ただ、空観的な見方をすれば自己以外は存在しているのかどうかすら確定的ではありません。
であるのならば、社会のことなどお構いなしということにもなりますが、二者以上からなる社会においては、それはそれでなかなかうまくいきません。
苦とは「思い通りにならない」という精神の苦しみが中心です。外界の状態を心の安穏の条件とするような形で、精神が囚われている状態で不確定な外界を「お構いなし」としても、外界がそれを良しとしてくれなかったりするので、なかなかうまくいきません。
そして、自分のためにということに意識が向きすぎると、その自分の精神が蝕まれるということも起こったりします。
社会の方に意識を向けた方が精神としては安定するというようなことが起こったりするわけです。
しかしながら、結局全ては自分が捉えただけのものが、自分の世界を構成しています。
そんな感じで「自分のため」ということについて混乱が生じてしまいます。
奥の奥にある動機を探る
なんだか社会的にうまくいっていそうな人を見ると、それが到達点かのように見えてしまうことがありますが、動機なき行動は起こり得ないという点から考えると、何かしらの不足から行動を起こしているということにもなりそうな雰囲気が出てきます。
本当に奥の奥にある動機を見るようにしてみると、社会的にはすごいとされているようなことでも、結局奥にあるものは生命としての恐怖心や不足が根源になっているということはよくあります。
個人から社会へ
ある程度レベルの低い領域を見渡すとそうしたものは一目瞭然です。
自己中心的で社会のことを全く考えていない人よりも、些か社会的でさらに正義のような感じで振る舞っている人の方が評価されるような雰囲気がありますが、結局正義的になっているものを見ても、その奥にあるものは、本質的な安定からくるものではなかったりします。
すなわち、社会的無関心よりも世間に関心がある方が良いように見えますが、例えばニュースに反応し、意見を述べるような感じを具に観察すると、一種の自尊心の欠落を埋めるためのヒロイズム的行動にしか見えなかったりします。
コメントというような行動一つとっても「なぜそうした行動を起こしたのか?」というところの本当の動機を考えれば、慈悲的な余裕ではなく、恐怖を根底とした怒りの反応であるということがほとんどでしょう。
もちろん社会というものそのものにおいて、人々のそうした行動自体はいいですが、個人的問題として、自分の精神のことを見ようとする機会はほとんどありません。
「社会的に」、「正義のために」というのは簡単ですし、それはそれで構いませんが、その裏側で心が安らぎに帰しているのかというところは棚上げされているような気がします。
空観的に考えると「社会が良くなれば、自分の心も穏やかになれる」という構造は、自作自演の遠回りな感じになっています。
それはそれで精神の上でのひとつの構造的な正しさはありますが、「社会が良くならなければ、自分の心は穏やかにはなれない」というような前提が潜んでいます。
また、自己中心的で社会的無関心よりは、社会に関心があって社会性がある方がいいだろう、という感じは、世間においては絶対視されているフシがあります。
しかしそれは哲学的には絶対ではありませんし、本質的にも絶対ではありません。
際限がないので逆流
そして社会の方に目が向いているからといっても、ある程度限定的になっていたりします。
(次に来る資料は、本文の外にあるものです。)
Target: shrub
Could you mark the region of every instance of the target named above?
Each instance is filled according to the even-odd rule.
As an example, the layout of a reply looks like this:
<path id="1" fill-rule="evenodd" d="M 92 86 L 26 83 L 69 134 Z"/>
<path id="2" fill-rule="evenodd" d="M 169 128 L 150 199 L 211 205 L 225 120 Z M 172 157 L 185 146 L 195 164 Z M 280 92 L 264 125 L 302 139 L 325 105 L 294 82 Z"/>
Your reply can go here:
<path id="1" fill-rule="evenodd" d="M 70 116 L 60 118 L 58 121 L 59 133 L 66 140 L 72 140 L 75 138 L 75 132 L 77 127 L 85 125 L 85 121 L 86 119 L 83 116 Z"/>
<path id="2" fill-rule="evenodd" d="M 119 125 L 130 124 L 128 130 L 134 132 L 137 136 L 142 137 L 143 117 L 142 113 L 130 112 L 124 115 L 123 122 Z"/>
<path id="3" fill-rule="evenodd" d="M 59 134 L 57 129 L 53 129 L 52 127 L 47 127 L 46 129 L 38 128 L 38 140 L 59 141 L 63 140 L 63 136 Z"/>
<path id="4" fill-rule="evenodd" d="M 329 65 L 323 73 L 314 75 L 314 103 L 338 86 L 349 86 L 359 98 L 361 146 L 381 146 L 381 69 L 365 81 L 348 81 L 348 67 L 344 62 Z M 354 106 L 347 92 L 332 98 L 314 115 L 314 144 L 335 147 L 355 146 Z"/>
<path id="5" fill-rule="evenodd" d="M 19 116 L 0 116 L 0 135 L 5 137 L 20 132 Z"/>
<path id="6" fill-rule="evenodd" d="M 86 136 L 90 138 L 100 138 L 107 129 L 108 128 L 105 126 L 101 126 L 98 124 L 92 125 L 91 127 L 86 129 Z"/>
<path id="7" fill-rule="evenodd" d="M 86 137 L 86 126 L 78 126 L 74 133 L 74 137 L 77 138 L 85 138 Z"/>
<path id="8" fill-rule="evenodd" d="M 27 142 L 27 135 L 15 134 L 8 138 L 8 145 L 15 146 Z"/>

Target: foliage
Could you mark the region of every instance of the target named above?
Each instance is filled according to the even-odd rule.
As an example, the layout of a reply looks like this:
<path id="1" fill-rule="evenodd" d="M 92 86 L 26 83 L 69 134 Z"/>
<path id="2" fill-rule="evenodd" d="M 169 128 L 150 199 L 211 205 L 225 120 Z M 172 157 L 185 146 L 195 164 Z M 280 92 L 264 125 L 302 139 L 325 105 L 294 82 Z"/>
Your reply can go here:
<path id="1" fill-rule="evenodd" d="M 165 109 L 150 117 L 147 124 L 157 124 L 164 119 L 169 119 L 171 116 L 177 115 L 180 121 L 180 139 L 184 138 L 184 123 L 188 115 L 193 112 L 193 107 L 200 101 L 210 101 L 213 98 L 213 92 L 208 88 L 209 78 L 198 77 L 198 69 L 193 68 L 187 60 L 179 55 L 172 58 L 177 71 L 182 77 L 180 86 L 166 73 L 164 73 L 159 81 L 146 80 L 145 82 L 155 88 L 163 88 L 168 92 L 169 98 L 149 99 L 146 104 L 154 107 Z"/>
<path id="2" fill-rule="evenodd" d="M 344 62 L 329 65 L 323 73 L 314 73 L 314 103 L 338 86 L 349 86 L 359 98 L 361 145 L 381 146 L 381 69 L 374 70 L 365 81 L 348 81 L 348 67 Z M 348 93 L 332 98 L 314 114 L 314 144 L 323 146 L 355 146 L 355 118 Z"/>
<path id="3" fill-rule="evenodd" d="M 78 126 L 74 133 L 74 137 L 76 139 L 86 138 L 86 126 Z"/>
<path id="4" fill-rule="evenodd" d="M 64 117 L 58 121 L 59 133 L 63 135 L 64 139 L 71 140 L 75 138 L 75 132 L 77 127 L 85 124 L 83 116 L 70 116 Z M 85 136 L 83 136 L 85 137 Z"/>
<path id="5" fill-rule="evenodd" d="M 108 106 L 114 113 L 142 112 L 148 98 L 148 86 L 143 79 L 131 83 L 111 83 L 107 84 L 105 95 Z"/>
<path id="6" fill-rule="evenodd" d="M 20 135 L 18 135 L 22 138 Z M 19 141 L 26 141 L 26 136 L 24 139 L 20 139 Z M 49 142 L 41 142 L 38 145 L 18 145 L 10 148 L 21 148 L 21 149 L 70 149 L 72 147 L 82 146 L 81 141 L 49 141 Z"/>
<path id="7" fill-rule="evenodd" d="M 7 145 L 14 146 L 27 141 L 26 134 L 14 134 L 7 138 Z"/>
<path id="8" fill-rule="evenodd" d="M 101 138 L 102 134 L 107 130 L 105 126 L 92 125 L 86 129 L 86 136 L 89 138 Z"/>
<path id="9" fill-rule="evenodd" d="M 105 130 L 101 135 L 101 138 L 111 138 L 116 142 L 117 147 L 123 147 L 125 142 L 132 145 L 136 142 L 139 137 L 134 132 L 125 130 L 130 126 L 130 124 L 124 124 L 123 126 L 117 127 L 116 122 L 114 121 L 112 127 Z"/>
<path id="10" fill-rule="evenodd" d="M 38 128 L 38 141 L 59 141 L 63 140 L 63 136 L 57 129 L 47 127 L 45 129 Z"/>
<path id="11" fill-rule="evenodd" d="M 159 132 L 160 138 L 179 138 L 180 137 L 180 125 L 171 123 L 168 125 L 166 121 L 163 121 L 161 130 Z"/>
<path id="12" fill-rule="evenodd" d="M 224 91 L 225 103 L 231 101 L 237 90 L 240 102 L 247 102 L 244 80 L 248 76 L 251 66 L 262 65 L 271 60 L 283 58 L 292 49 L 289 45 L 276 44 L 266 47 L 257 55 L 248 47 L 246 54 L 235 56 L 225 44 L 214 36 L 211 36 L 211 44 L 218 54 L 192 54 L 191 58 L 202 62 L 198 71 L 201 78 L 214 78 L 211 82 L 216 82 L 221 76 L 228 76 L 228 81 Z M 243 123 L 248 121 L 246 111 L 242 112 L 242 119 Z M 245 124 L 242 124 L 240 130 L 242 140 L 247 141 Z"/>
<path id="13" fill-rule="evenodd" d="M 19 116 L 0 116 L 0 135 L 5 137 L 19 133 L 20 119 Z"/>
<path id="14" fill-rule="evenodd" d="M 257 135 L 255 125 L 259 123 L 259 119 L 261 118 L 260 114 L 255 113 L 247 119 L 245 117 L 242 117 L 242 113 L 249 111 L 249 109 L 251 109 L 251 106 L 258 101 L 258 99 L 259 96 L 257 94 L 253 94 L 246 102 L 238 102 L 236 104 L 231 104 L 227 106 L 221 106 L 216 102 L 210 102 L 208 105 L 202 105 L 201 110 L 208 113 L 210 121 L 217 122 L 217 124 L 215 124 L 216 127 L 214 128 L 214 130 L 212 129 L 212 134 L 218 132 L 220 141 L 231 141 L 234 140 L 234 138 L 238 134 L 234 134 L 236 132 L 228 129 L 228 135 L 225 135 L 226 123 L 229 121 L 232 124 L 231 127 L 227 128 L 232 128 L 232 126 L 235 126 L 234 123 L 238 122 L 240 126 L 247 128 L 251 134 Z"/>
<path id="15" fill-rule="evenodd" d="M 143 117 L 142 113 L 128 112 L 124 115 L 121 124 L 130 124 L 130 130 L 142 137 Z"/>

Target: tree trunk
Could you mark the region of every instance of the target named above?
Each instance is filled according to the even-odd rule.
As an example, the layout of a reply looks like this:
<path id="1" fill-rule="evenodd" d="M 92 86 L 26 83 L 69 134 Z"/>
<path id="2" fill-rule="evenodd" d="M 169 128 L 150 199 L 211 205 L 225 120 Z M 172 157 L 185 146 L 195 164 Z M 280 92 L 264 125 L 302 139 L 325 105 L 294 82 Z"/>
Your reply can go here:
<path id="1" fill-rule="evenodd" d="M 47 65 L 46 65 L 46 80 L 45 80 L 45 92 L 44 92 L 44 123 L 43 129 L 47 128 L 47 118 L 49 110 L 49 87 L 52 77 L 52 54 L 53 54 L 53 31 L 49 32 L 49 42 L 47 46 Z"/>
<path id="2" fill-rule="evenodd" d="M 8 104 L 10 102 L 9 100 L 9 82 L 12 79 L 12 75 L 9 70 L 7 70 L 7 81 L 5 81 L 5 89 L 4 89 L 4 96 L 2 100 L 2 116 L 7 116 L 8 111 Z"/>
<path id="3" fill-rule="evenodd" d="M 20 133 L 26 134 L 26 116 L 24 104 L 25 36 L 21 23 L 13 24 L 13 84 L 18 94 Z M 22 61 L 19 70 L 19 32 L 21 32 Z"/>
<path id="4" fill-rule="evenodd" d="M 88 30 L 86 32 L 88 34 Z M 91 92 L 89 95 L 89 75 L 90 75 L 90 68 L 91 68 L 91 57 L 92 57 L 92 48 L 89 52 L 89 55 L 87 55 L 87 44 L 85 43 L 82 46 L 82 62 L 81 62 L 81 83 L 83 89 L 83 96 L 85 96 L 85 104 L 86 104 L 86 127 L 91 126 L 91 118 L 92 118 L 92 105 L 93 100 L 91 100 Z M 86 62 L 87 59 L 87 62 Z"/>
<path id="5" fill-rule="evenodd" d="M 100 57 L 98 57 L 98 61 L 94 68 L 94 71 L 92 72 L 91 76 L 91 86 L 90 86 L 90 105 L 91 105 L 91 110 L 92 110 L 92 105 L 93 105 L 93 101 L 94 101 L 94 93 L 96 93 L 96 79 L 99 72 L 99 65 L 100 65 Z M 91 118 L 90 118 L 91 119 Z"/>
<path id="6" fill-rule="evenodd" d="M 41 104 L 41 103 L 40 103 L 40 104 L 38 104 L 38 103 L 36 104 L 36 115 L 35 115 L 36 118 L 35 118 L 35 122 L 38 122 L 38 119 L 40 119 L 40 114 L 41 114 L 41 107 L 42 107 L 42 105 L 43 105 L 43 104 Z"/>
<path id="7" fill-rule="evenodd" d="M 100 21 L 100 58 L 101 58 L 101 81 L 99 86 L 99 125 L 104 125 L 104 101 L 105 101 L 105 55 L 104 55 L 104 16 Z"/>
個人が多種多様な社会の全体を見て、問題を抱えることは構造上不可能だからです。
例えばあるニュースに関して無関心だとすれば、それに無関心であるということは人格が異常であると考える人もいます。
しかし、その人が知らないニュースについては、その人も無関心の前提となるものがないので検討にすら入っていません。
全てのことに関心を向けようと思っても構造上不可能であるため、結局関心が向いている先は限定的ということになります。
となると、構造上致し方ありませんが、一種の偏見となってしまいます。そしてそれに関心を向けない人に対する怒りがあるのであれば、偏見と執著が組み合わさっている形になります。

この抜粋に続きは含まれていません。